= All-Slavic Anti-Fascist Committee =

Anti-fascist public organization

The All-Slavic Anti-Fascist Committee, later known as the All-Slavic Committee of the Soviet Union, was an anti-fascist public organization established in Moscow in 1941 during the Second World War. Its main task was to unite all Slavs in the fight against Nazism and fascism. Throughout its history, the committee was led by the Soviet Lieutenant General of the Engineering Troops Aleksandr Gundorov.

== History ==
In July 1941, Aleksandr Shcherbakov received a proposal from emigrants from Slavic countries living in the USSR to create an “All-Slavic Committee”. This idea was approved by Joseph Stalin.

=== World War II ===
The committee was created on October 5, 1941, at the constituent assembly of representatives of the Slavic peoples living in the USSR. The main goal of the committee during the war years was the formation of an anti-fascist movement in the Slavic countries and the organization of its support among the Slavic communities in allied and neutral states. From 1942, the Committee published the magazine Slavs.

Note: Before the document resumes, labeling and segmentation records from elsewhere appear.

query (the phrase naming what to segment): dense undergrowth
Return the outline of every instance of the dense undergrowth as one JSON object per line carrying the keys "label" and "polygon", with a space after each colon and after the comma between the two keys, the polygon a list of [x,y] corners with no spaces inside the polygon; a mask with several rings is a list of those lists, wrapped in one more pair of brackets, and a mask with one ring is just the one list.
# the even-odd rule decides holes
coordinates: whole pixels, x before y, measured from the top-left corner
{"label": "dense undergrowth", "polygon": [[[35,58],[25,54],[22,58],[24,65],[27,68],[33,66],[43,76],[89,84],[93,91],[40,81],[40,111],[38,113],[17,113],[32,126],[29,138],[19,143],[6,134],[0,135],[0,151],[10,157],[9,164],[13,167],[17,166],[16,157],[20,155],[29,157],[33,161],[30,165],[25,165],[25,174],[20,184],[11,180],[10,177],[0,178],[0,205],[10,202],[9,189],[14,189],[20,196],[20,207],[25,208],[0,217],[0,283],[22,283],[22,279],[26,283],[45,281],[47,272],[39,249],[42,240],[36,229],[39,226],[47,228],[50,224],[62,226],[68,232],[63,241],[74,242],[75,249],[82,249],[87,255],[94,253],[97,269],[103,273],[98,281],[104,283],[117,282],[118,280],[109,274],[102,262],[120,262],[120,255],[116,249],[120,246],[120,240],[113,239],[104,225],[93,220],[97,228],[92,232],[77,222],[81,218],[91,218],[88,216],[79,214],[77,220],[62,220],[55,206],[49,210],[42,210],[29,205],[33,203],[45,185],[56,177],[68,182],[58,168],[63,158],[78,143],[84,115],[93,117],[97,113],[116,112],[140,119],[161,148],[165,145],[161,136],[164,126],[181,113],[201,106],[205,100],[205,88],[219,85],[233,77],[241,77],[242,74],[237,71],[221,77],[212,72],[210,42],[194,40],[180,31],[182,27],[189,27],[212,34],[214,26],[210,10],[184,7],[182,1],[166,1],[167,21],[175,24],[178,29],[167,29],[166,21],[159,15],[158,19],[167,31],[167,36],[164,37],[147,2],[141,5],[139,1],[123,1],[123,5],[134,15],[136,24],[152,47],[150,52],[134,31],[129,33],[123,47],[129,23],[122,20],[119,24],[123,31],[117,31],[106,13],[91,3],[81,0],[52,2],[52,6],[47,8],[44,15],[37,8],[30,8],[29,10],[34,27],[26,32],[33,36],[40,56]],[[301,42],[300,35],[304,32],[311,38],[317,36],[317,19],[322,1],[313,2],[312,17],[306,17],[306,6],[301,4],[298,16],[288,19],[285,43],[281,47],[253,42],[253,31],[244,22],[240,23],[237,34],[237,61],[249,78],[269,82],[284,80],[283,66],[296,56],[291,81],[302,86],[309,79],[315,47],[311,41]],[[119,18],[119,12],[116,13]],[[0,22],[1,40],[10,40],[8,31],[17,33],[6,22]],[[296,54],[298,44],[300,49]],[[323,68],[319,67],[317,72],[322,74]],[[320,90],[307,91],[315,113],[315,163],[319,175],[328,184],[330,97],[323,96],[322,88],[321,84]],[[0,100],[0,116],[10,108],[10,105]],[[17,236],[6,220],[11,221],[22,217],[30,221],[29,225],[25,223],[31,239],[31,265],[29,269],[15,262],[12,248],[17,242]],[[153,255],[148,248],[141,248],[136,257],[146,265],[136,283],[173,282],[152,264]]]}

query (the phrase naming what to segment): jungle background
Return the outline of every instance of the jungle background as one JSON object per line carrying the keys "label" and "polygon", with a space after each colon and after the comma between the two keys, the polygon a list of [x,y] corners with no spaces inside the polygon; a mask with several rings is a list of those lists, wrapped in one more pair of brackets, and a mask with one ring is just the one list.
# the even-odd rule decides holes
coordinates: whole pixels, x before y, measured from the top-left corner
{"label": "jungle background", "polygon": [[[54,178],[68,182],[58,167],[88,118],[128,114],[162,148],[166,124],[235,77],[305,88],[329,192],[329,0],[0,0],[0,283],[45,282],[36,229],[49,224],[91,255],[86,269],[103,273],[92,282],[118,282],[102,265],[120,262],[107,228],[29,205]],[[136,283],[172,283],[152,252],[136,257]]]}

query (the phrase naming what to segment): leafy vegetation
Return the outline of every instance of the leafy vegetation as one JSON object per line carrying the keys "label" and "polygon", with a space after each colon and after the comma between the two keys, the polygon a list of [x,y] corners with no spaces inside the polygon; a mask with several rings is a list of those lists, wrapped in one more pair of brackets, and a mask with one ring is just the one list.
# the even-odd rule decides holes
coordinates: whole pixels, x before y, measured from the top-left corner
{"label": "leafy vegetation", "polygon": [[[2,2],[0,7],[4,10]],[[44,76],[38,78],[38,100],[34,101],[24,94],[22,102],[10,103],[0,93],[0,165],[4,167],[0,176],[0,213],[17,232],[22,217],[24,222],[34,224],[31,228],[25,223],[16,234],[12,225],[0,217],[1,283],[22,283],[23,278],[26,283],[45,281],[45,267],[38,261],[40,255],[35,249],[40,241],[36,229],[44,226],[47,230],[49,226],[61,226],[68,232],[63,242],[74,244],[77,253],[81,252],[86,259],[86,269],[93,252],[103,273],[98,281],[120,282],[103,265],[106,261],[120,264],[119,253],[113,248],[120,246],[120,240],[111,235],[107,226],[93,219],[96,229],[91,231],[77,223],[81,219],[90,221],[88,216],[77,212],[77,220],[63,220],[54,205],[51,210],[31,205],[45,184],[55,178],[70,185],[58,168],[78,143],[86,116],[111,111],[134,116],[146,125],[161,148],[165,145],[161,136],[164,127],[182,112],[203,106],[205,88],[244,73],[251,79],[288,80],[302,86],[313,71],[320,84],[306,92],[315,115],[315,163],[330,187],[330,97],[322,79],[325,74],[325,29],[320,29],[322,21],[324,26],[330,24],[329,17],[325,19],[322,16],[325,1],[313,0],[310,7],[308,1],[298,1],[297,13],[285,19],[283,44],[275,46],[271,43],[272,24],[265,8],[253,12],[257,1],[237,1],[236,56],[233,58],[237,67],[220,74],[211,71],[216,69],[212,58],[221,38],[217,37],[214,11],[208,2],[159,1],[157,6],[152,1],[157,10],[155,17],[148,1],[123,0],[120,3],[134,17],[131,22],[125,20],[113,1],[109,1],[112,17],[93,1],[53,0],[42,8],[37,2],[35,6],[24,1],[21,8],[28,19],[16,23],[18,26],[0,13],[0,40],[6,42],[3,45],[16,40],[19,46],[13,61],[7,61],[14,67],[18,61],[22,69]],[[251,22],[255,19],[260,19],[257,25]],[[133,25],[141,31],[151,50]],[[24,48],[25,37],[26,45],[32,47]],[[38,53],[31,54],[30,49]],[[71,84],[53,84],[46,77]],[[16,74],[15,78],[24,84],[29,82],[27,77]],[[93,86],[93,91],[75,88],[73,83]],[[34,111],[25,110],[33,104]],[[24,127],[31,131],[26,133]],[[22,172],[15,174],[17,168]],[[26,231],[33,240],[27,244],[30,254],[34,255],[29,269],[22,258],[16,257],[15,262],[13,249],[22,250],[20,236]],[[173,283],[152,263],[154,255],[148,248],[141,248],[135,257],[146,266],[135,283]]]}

The committee's work was carried out by holding all-Slavic anti-fascist rallies and radio rallies (more than 70 in 1943–44), publishing and distributing propaganda documents (more than 20,000 articles and various materials were sent abroad in 1942–46), and organizing weekly Slavic radio broadcasts. countries, maintaining ties with Slavic organizations in the United States, Canada, Great Britain, Australia, Latin America. At the end of 1945, the committee maintained ties with 130 foreign Slavic organizations. With the liberation of the Slavic countries from fascist occupation, they formed national Slavic committees.

=== Post-War ===
In 1947 Committee was reorganized into the Slavic Committee of the USSR.

In 1949, the financing of the committee was almost halved compared to 1947–1948, but in 1950 the committee was allocated more money, since a team (more than 20 people) of the anti-Tito newspaper of Yugoslav emigrants Za socijalističku Jugoslaviju ('For Socialist Yugoslavia') was assigned to it. Thus, the Committee became involved in the anti-Tito informbiro period.

In 1951, the staff of the committee were reduced. From that point the main activity of the committee was the publication of the magazine Slavs.

In May 1958, the Central Committee of the CPSU decided to close the Slavs magazine. After the closure of the magazine Slavs the staff of the committee was reduced, and its activities were reduced to the reception of foreign tourists.

=== Closure ===
In March 1962, the staff of the committee was reduced to 1 person, which in fact was its closure. Formally, the committee was not liquidated until the death of Gundorov.

== Committee Founders ==
Among committee founders were prominent figures such as: Dmitry Shostakovich, Zdeněk Nejedlý, Oleksandr Korniychuk, Pavlo Tychyna, Alexander Dovzhenko, Anatoly Lavrentyev, Alexey Tolstoy, Yanka Kupała, Yakub Kolas, Alexander Fadeev, Wanda Wasilewska, Władysław Broniewski, Leon Chwistek, Óndra Łysohorsky and others.